The workshop began with an introduction into understanding what are ‘data’ and their attributes. Aude Chambodut and Alice Frémand explained the characteristics of research data such as their origin, type, size, and format. These characteristics influence data management; specifically, how to access, process, store, and reuse data. We were introduced to the data lifecycle, which refers to the sequence of stages that data go through from their initial generation to their eventual archival and/or deletion at the end of their useful life. The longevity of research data can be increased by implementing a Data Management Plan (DMP), which provides guidelines on how data are to be handled throughout their lifecycle, (i.e., during and after a research project). In principle, a DMP is a pre-requisite when applying for major EU funding, but Isabelle Gärtner Roer and Alice Frémand explained to us the practicality of developing and implementing these plans in relation to our research. Ensuring a robust DMP increases research efficiency, re-enforces scientific integrity, and most importantly promotes innovation by improving the accessibility of data. Most universities and research institutions have platforms that provide advice and support on research data services. For an ECR, it is worth reaching out to these services to understand the recommended DMP in their research domain.
We were introduced to the resources available for rigorous data management that will ensure our research data remain FAIR. Sandy Harrison explained the value of Open Data in scientific research. She elaborated on how datasets produced from scientific work are increasingly deposited into data repositories. This is a better alternative to including these only as supplementary materials to a journal paper. Repositories provide long-term data archiving; ensure high technical standards with the possibility of updates. Moreover, publishing research data on Open Access platforms adds to their discoverability. It is important to note that not all research data needs to be openly available. Data can be kept private, but information that the data exists and what are the pre-conditions of accessing it must be shared. Ensuring data accessibility must not take away credit from those who produce data. To prevent or discourage unauthorized use or commercial exploitation, it is important to disclose knowledge (data) safely. Ioana Popescu discussed the importance of copyright and licensing.
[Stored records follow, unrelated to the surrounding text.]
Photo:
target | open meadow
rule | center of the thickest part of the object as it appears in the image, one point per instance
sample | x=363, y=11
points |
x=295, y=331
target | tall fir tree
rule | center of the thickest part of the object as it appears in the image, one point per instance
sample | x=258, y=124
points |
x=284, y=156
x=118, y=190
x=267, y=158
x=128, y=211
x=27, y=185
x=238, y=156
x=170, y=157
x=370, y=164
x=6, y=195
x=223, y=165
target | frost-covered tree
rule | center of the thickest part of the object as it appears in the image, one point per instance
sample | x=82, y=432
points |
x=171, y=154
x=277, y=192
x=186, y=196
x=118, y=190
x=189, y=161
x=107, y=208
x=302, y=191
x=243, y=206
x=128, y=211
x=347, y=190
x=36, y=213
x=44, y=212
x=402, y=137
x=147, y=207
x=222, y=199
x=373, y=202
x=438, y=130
Different conditions and types of Creative Common Licenses are available to ensure data providers receive due credit, or to determine whether the data is available for commercial use, and so on.
On data interoperability, Elaine Faustman introduced ontologies and knowledge graphs, which define the concepts and relationships between data. Ontologies are useful to turn data into machine-readable formats, and thus connect them to the semantic web: an extension of the World Wide Web that contains machine-readable data. Embedding semantics is advantageous, especially when working with heterogeneous data sources. Karen Payne discussed how data have increased in volume, velocity, and variety over the years (i.e., Big Data). In 2018, the International Data Corporation estimated the global data sphere had reached 33 zettabytes (1 zettabyte = 1 x 1012 gigabytes). The volume and variety in data influences their management. To address issues with Big Data and complex computing, cloud computing resources have been developed that are delivered over the Internet. Cloud computing refers to virtual resources—such as infrastructure resources, services, and applications—orchestrated by management and automation software so they can be accessed by users on-demand through self-service portals. Automatic scaling and resource allocation support these portals.
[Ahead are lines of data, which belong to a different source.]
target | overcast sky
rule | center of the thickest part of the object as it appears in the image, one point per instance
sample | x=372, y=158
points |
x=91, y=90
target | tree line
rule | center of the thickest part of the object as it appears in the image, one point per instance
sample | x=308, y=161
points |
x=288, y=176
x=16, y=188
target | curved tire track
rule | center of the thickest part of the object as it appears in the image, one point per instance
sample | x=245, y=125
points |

Technical barriers to data sharing include incomplete datasets or unguaranteed services such as datasets that do not contain what they claim to! Moreover, certification standards play an important role in establishing trust, and hence sustaining the opportunities for long-term data sharing. Rorie Edmunds presented the certification procedures and framework available for data repositories. Certification standards such as the CoreTrustSeal look at technical, organizational, and financial infrastructure, as well as legal aspects, workflows, and risk management. Depositing data into certified repositories ensures longevity, discoverability of one’s data, in addition to access to recognized expertise to address technicalities. On the other hand, those using data from certified databases have the ability to verify results, know the provenance, and even give feedback to the data producer.
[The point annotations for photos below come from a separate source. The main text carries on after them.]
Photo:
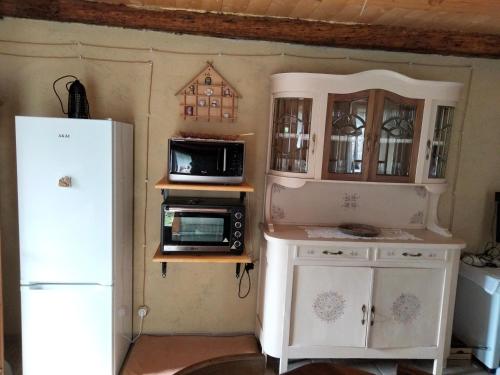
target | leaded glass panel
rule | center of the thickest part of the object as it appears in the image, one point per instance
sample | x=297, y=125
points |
x=396, y=138
x=440, y=143
x=291, y=132
x=348, y=131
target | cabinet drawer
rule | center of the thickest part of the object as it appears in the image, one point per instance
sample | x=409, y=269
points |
x=411, y=254
x=333, y=253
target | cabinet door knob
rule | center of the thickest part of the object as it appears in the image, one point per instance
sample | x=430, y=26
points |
x=412, y=255
x=326, y=252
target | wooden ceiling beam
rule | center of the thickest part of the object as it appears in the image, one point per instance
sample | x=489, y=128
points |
x=357, y=36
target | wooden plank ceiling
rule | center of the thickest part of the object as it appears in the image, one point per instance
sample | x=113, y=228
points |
x=478, y=16
x=447, y=27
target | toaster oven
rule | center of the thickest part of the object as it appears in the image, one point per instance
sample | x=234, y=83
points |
x=202, y=225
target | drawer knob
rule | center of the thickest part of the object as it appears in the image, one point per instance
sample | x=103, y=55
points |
x=326, y=252
x=412, y=254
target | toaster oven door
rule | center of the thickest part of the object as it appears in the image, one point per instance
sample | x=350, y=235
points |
x=196, y=230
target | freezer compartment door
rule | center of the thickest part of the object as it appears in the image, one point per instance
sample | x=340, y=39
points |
x=64, y=172
x=67, y=329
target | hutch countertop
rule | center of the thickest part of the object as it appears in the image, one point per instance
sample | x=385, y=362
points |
x=297, y=234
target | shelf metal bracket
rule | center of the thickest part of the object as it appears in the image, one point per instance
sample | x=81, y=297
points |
x=163, y=269
x=238, y=270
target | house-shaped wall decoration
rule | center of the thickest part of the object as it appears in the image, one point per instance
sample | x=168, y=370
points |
x=208, y=96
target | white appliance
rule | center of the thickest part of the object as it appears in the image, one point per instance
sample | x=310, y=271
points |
x=477, y=313
x=75, y=196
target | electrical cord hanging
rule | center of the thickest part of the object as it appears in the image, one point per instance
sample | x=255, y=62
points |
x=246, y=270
x=67, y=83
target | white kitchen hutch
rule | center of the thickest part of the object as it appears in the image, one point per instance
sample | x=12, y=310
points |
x=369, y=148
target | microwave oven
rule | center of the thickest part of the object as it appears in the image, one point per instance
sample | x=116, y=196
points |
x=202, y=225
x=206, y=161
With an overview of the various resources available for data management, participants were asked to revisit both the DMPs they had started to create on their respective research projects, as well as the challenges identified at the beginning of the workshop. The workshop definitely helped clarify most of the concerns the attendees had expressed. Personally, it was a great learning experience, and I am grateful to have been selected for this workshop. During the past few months since the workshop took place, I have become much more aware about data management within the realm of my project, as well as having discussions on this with my colleagues. I know that this workshop was the first WDS training event for ECRs, I am glad to have been a part for it, and would definitely recommend it to my peers. Finally, I acknowledge the work of everyone involved in the organization of the workshop. I hope that there are many more such workshops in the future, and especially aimed at ECRs.
Isabelle Gärtner Roer and Aude Chambodut ask whether the Workshop addressed the participants’ RDM Challenges
A Blog post by Libby Liggins(2019 WDS Data Stewardship Award Winner)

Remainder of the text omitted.